UPDATE: A ruling by Brazil’s National Judiciary Council (CNJ) now means all notaries public (cartórios) throughout Brazil must “celebrate same-sex civil marriage”; those refusing to grant the marriage licences can be reported to the relevant state judiciary, who can take action against these individuals.
The State of Rio High Court, the Justiça, last week approved so-called “direct authorisation” of same-sex civil marriages, making Rio one of eleven states which have approved gay marriage in Brazil, including São Paulo and the Federal District.
However, there is uncertainty over whether judges in certain areas of Rio state, particularly in the capital itself, will give permission to such marriages.
Judge Valmir de Oliveira Silva, Magistrate General of Rio State High Court, who presided over the change, told Agência Brasil news agency that the revision was now in force, and that same-sex couples would no longer need to first have a stable union (união estável) to convert to a civil marriage, which is already possible.
While notaries public (cartórios) across the state should now allow same-sex couples to apply for civil marriages, the state will likely see divisions over which judges authorise them: in Rio city itself, judges have argued against such authorisations.
However judges in other districts, such as São Gonçalo, Petrópolis and Teresópolis, are said to be in favour, and notaries public would probably no longer have to submit each request to the judge, in line with general practice with heterosexual marriages.
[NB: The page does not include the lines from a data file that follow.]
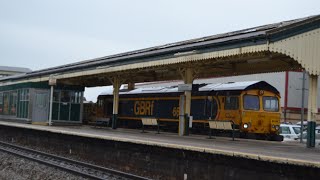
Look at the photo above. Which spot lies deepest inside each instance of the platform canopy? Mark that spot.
(288, 45)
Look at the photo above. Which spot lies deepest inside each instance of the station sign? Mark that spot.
(52, 81)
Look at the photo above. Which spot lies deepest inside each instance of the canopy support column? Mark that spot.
(116, 87)
(52, 83)
(312, 110)
(51, 104)
(188, 75)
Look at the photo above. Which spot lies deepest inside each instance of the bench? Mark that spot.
(102, 122)
(221, 125)
(150, 122)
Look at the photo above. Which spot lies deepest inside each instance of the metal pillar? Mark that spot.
(81, 108)
(51, 103)
(116, 86)
(188, 76)
(302, 103)
(131, 86)
(312, 110)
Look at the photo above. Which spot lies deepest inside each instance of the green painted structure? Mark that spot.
(29, 102)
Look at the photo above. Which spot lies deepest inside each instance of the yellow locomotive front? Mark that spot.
(260, 113)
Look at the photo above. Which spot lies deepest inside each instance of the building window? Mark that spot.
(23, 105)
(56, 96)
(65, 96)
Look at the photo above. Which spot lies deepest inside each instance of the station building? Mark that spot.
(28, 102)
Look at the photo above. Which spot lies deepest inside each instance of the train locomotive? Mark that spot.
(253, 106)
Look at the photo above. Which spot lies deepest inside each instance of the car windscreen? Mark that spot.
(251, 102)
(270, 103)
(297, 130)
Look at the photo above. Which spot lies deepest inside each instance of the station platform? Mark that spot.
(278, 152)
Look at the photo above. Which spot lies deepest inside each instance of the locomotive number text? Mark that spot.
(143, 108)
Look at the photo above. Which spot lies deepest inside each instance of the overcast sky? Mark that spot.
(38, 34)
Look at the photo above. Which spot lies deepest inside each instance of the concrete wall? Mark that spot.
(155, 162)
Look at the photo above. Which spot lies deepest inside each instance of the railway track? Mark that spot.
(76, 167)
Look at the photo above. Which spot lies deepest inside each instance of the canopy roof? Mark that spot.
(230, 86)
(274, 47)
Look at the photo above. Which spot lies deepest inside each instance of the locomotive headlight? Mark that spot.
(245, 125)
If no challenge to the marriage is made within fifteen days of publication, the couple is considered married.
Previous calls from Brazil’s Supreme Court for judges to allow stable unions to be converted into civil marriages have been disputed by Rio judges, citing the Constitution’s definition of marriage as between a man and a woman; those in favour, however, point to clauses in the Constitution on equality before the law.
Cláudio Nascimento, coordinator of the state’s Rio Sem Homofobia (Rio Without Homophobia) program, described the approval as “a step forward that we should celebrate.” But others slammed the fact that marriage licences would depend on the local judge’s take on the law, meaning clients in one area of Rio would be successful, whereas others would be refused – simply based on address.
However, others have condemned the move – either from an anti-gay marriage point of view, or from more militant gay activists, such as deputy Jean Wyllys, who attacked the decision as one of “absurd inequality,” which had “missed a historic opportunity” to grant true equality to those members of the LGBT community who want to enter into a civil marriage.